Since its introduction by Jacob Rees-Mogg in the turbulent days of Liz Truss’s Prime Ministership, the catchily named Retained EU Law (Revocation and Reform) Bill has had environmental organisations including The Wildlife Trusts alarmed at the possibility that important protections for our natural environment could be watered down or scrapped altogether.
If passed into law, the Bill would see all EU-derived legislation retained in UK law after Brexit either reformed or removed from the stature books at the end of 2023, at a potential cost of more than £80bn over 30 years.
It would also give Ministers the power to alter affected legislation without going through full Parliamentary process and prevent devolved nations from making their own decisions about which bits of EU-derived legislation they would like to keep or make stronger.
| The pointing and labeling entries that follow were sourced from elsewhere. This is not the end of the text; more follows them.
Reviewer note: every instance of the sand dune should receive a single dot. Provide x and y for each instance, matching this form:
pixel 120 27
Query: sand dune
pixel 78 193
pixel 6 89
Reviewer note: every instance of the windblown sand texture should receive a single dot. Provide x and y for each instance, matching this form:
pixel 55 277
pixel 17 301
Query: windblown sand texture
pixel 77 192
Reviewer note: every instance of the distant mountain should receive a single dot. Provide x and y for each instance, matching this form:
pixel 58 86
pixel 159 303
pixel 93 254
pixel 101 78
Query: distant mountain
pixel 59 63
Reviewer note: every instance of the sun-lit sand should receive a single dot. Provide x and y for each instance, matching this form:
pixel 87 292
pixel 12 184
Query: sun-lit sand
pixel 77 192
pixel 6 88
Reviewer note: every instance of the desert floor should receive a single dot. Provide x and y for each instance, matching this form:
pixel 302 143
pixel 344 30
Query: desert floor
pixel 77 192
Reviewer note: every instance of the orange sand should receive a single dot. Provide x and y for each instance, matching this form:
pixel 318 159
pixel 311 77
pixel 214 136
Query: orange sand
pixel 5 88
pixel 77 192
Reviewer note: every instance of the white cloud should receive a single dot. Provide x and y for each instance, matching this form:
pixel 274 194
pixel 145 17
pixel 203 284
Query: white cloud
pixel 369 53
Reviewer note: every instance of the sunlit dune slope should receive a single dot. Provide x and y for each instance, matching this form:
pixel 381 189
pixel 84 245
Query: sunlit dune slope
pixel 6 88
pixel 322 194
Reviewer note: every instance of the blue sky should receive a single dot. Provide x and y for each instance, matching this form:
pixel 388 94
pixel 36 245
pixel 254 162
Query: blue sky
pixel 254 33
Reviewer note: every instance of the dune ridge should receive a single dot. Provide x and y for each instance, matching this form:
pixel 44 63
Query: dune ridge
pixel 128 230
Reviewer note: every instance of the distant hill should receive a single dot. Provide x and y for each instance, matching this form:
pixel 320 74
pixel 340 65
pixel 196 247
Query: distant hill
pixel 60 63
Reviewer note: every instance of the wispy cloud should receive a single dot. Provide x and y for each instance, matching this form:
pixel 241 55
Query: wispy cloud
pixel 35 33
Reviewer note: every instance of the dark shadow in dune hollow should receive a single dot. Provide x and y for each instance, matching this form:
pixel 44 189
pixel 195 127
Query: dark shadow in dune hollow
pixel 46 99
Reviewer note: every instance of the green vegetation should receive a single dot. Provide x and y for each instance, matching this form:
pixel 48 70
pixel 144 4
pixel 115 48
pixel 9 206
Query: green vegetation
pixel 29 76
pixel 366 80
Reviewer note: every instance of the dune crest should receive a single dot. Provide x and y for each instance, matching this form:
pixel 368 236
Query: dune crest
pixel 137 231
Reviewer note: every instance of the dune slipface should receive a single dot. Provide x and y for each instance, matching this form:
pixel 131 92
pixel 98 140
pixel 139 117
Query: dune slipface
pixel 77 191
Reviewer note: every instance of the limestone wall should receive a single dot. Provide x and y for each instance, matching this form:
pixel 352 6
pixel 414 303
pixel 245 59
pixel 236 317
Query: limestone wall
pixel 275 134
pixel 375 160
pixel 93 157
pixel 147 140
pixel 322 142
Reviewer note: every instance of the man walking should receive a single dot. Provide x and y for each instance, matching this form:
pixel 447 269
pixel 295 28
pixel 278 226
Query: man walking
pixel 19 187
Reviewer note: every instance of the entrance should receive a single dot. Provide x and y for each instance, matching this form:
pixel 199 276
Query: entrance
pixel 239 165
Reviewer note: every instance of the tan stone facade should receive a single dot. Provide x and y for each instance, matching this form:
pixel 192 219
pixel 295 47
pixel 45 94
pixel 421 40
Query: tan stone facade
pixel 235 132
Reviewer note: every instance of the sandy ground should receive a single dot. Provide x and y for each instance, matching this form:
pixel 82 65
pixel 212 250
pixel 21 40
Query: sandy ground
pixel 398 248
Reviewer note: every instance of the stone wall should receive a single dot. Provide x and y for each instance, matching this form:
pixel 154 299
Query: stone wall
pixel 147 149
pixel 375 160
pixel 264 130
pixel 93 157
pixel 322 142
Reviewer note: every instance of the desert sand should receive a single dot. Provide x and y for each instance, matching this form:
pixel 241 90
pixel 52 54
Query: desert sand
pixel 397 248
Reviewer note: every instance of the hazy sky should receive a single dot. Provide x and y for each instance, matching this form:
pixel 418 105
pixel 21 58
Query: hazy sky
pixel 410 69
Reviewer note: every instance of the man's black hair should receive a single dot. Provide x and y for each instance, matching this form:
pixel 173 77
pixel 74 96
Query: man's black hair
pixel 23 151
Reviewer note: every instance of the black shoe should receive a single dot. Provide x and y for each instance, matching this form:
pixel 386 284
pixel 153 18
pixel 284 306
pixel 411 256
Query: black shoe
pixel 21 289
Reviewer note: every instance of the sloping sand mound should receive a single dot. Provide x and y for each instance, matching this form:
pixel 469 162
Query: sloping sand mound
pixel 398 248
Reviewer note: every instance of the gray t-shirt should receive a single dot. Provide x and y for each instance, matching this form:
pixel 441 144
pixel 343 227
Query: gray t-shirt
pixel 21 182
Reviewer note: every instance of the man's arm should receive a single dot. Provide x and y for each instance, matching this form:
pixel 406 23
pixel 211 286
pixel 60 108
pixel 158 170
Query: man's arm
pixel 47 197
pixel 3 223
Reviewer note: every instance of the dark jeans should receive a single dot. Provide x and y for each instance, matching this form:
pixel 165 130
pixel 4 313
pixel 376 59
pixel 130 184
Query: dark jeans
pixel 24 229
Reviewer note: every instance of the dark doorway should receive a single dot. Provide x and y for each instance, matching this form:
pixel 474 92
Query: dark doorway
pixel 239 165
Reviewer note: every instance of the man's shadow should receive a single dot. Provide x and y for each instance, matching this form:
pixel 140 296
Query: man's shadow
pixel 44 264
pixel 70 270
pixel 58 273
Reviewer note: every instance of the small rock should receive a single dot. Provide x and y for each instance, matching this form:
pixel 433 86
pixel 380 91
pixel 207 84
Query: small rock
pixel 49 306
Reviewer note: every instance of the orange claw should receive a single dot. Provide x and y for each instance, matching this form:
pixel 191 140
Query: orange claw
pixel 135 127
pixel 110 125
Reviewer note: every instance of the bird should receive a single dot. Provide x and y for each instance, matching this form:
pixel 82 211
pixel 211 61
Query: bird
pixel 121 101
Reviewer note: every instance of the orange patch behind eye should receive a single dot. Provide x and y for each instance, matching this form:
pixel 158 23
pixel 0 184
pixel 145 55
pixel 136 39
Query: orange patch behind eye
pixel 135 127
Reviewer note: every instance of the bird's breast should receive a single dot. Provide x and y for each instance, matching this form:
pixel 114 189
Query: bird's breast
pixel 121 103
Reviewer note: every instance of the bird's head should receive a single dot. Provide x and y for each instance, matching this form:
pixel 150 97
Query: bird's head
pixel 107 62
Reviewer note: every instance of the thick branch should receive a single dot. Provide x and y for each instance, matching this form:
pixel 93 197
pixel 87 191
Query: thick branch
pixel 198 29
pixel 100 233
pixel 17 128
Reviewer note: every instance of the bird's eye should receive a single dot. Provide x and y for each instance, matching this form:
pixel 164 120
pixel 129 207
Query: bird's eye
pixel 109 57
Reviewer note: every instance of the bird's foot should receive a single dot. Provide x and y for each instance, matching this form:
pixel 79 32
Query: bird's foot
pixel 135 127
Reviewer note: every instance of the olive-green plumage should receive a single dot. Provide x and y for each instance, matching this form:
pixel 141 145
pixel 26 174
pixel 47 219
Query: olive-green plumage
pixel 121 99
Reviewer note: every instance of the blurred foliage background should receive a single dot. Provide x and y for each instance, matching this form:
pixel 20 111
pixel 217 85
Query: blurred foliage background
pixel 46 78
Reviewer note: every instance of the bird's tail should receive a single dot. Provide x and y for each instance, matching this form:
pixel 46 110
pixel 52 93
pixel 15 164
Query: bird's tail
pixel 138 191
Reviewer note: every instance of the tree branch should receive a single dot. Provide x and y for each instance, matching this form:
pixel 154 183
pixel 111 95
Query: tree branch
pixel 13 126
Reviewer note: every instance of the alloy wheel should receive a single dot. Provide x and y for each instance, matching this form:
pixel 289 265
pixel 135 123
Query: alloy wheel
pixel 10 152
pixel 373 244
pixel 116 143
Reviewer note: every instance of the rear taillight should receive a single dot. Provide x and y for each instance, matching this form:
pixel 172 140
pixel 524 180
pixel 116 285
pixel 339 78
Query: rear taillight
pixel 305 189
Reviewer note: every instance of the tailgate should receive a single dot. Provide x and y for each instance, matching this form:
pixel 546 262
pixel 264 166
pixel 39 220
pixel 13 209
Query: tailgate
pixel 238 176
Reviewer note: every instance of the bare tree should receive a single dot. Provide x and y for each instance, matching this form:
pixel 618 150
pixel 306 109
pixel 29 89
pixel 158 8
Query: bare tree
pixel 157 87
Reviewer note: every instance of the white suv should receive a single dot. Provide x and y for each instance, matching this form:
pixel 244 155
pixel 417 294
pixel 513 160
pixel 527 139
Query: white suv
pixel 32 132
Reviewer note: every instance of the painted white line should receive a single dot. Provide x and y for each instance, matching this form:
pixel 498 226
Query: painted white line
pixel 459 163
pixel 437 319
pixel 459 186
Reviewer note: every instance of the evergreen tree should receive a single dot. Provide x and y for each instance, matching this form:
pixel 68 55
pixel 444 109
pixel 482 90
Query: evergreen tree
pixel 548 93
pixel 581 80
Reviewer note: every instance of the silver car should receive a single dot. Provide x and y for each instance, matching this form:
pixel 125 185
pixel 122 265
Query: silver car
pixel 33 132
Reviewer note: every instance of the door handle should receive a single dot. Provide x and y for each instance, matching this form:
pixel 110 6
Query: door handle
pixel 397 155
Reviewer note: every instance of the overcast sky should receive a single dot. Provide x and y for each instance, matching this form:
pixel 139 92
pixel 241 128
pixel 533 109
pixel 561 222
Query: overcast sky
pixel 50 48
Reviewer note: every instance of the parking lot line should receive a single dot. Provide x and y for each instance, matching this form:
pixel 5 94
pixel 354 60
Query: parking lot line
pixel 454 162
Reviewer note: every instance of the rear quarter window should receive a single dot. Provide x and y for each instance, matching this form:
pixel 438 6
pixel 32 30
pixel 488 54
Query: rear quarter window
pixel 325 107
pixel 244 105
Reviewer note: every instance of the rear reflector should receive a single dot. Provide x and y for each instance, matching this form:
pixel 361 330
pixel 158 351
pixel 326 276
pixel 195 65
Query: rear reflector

The worry for the environment is that a government focused on deregulation and ‘cutting red tape’ could use the powers given to them by the Bill to weaken or remove some of the more than 1,000 pieces of environmental legislation that would be in scope.
This includes laws that currently protect our most important places for wildlife, set minimum standards for air quality and require action to improve the parlous state of our rivers and streams.
In Suffolk, this could mean weaker protection from the impacts of new infrastructure development for parts of the Suffolk Coast that are home to some of the UK’s rarest and most threatened wildlife.
It could also mean progress to restore some of our most degraded rivers and streams slowing or stalling altogether. This, in a part of the country where pressures on water resources from the demands of energy infrastructure schemes like Sizewell C, rapid housing growth and agriculture, are set to get worse with climate change.
Over on the coast, where large areas are protected by EU-derived designations as Special Protection Areas (for birds) and Special Areas of Conservation (for other species and habitats), major infrastructure schemes that could affect wildlife in these places are subject to rigorous requirements to assess, avoid, and minimise their impacts on nature. The Retained EU Law Bill would put these protections at risk.